Im Kreuzverhör

Im Kreuzverhör #34: LaBrassBanda und "Habediehre"

Einmal monatlich stellt sich die Redaktion gemeinsam Platten außerhalb ihrer Komfortzone. Dieses Mal wirft Jannika bayrische Blasmusik von LaBrassBanda in den Ring.

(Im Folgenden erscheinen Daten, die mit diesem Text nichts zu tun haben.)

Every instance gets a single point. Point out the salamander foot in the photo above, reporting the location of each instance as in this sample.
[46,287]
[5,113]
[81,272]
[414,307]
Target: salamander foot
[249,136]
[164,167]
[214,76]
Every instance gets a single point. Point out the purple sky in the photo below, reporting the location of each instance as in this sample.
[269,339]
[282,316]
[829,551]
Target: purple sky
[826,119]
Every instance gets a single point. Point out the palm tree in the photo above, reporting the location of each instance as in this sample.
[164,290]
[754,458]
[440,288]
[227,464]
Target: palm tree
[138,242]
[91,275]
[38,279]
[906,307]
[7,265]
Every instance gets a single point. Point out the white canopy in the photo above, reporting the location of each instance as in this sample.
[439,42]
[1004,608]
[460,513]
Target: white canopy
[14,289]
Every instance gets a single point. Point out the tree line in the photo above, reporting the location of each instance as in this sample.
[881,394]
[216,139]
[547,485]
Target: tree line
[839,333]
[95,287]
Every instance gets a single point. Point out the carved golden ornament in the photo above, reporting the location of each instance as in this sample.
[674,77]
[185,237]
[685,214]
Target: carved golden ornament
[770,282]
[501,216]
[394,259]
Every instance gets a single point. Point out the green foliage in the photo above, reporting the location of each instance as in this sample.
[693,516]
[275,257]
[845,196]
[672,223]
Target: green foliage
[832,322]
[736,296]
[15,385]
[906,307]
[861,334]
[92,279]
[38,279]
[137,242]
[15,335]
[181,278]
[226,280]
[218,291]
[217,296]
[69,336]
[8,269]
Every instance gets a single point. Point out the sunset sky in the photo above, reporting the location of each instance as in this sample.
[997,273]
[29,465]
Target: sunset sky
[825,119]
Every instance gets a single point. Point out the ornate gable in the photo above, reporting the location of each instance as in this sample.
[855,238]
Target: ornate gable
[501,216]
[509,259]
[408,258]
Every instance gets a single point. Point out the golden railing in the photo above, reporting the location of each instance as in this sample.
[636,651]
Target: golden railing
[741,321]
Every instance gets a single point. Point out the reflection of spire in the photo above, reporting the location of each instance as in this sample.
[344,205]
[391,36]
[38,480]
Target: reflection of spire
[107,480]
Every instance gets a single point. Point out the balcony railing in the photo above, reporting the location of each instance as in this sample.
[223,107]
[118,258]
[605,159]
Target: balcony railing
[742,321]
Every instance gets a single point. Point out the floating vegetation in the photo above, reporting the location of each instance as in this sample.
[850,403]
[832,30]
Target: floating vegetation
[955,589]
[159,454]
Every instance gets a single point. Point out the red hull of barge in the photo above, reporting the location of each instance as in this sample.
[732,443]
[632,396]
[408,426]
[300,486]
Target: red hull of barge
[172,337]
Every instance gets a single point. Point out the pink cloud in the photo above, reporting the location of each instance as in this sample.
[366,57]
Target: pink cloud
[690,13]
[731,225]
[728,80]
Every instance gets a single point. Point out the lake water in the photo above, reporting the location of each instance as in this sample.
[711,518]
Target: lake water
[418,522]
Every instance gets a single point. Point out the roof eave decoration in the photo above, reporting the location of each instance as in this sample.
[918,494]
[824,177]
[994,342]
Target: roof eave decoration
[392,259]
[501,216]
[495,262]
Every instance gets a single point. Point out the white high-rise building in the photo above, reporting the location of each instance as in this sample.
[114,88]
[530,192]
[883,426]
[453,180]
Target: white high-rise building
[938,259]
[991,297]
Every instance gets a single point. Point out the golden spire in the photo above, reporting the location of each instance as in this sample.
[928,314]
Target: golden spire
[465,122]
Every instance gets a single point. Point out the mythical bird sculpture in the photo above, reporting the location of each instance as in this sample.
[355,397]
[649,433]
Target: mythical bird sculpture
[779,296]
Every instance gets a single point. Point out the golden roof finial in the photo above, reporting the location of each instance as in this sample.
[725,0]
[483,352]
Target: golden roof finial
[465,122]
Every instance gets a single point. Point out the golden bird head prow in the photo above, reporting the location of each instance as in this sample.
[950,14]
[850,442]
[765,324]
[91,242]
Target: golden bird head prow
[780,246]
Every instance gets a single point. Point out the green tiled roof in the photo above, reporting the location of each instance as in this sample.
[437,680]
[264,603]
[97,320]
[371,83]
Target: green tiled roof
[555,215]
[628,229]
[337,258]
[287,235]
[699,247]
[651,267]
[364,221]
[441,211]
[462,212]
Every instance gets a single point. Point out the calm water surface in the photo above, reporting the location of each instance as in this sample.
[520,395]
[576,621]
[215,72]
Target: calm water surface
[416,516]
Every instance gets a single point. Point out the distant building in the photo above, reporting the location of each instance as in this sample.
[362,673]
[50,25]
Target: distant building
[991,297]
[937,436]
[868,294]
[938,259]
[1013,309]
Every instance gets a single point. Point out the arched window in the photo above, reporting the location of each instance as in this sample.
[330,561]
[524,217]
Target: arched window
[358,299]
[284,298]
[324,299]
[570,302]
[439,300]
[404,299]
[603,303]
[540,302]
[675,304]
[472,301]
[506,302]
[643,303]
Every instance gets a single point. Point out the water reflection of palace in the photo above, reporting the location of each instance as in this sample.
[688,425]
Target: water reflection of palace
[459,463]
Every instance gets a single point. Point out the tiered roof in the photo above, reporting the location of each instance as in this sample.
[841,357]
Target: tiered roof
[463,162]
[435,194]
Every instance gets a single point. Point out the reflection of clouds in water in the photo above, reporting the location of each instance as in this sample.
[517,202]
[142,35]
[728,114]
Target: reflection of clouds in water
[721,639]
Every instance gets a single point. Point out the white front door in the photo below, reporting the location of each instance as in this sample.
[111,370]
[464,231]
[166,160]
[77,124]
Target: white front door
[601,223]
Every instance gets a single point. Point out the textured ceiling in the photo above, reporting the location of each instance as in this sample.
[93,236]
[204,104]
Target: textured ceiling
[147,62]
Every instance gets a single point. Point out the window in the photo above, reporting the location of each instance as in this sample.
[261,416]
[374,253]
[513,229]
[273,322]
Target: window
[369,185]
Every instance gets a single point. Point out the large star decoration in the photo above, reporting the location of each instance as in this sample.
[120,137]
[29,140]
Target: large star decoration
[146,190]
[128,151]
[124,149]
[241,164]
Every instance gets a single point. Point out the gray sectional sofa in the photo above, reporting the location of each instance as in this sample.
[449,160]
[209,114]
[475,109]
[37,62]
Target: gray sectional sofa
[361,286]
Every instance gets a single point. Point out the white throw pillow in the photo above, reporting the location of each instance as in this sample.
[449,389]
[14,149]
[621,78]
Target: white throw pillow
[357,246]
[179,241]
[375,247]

Mit "Habediehre" von LaBrassBanda verbinde ich erstaunlich viele Kindheitserinnerungen. Das Album war die CD, die wir aus der Auto-CD-Mappe -  gespickt mit selbstgebrannten CDs und ganz viel Ritter Rost - vermutlich am häufigsten gezogen haben. Die Tracklist konnten mein Bruder und ich schnell auswendig, und Kilometer um Kilometer wurden Hits wie "Autobahn" und "Natalie" lautstark gefordert. Wir verstanden beide trotz unserer Heimat Franken von den natürlich sehr tiefgründigen Texten absolut nichts. Oberbayrisch ist dann halt doch nochmal ein ganz anderes Level an Unverständlichkeit. Und tatsächlich habe ich meine allererste Liveerfahrung LaBrassBanda zu verdanken. Das Bad Windsheimer Weinturm Open Air 2009, hier war mein erstes Konzert (ich war acht) und hier habe ich genau diese oberbayrische Blaskapelle gesehen. Damals, als man als nicht so große Person noch was von der Bühne gesehen hat, weil man bequem auf diversen Schultern Platz gefunden hat. Und auch da habe ich das gerade ein Jahr alte Album "Habediehre" total gefeiert. Neben den ersten Festivalerfahrungen, die meine Beziehung zu Alkohol früh geprägt haben (ein Betrunkener ist dem Strahl seiner eigenen Taschenlampe hinterhergetorkelt) habe ich die "fetzige" Blasmusik genossen - die ich zugegebenermaßen auch heute noch nicht hören kann, ohne mindestens den kleinen Zeh zu bewegen. 

Um gleich mal eines vorwegzunehmen: Ich bin Blasmusik gar nicht per se abgeneigt, nicht mal wenn sie aus Alpenregionen kommt. Das Debütalbum des Schweizers Faber fand ich zum Beispiel super. Doch bei dieser Weißwürstchenbande, die Jannika da mit ins Kreuzverhör gebracht hat, will mir das partout nicht gelingen. Liegt es an der Sprache? Vielleicht, immerhin verstehe ich von den Texten auf „Habediehre“ in etwa so viel wie bei holländischen Radiosendern und ich kann nicht mal holländisch. Dazu ist mir das Bayrische im Gegensatz zu unserer Nachbarsprache von Natur aus eher unsympathisch, irgendwie muss ich dabei zwangsläufig an schmierige Sportfunktionäre und aggressiv gemütliche Saufköpfe denken. Doch auch der Sound ist so ein Thema, denn „Habediehre“ klingt – für eine Brass-Band – erstaunlich kraftlos. Schon klar, die Wucht einer Live-Performance lässt sich nie ganz auf Platte bannen, doch zum Hintergrundgedudel taugt es dann auch wieder nicht, zu raumeinehmend ist das Getute. Wozu also dieses Album?

Mit LaBrassBandas “Habediehre” gibt es (Achtung: Ironie) endlich mal wieder Mundart im Kreuzverhör. Nicht, dass ich grundsätzlich voreingenommen gegenüber süddeutscher Blaskapellen wäre, aber ich muss schon zugeben, dass die grüne Kuh auf dem Cover mich nicht unbedingt neugierig gemacht hat. Ähnlich wie bei Felix ist für mich die Musik von Faber das höchste der Gefühle was Brass angeht. Aber ist ja schön, dass es mit LaBrassBanda jetzt eine politisch akzeptable Alternative für Leute gibt, die aus irgendwelchen unerfindlichen Gründen etwas für Andreas Gabalier übrig haben. “Habediehre” trifft akustisch irgendwie so einen nervigen Zwischenton. Nicht monoton und langweilig genug, um auf Dauer in den Hintergrund zu fallen, aber definitiv nicht interessant genug für irgendeine aktive Auseinandersetzung. Und dann wird auch noch gejodelt, muss das wirklich sein? Anders als Felix und Jannika habe ich mir tatsächlich Mühe gegeben, die Texte zu verstehen. Denn wer weiß, vielleicht sind die Oberbayern ja große Poeten. Leider ist das (zumindest soweit ich verstehen konnte) nicht wirklich der Fall. Ganz im Gegenteil, denn Lyrics wie die von “Aussenriess” kann ich nur mit den Prädikaten plump und objektifizierend bezeichnen.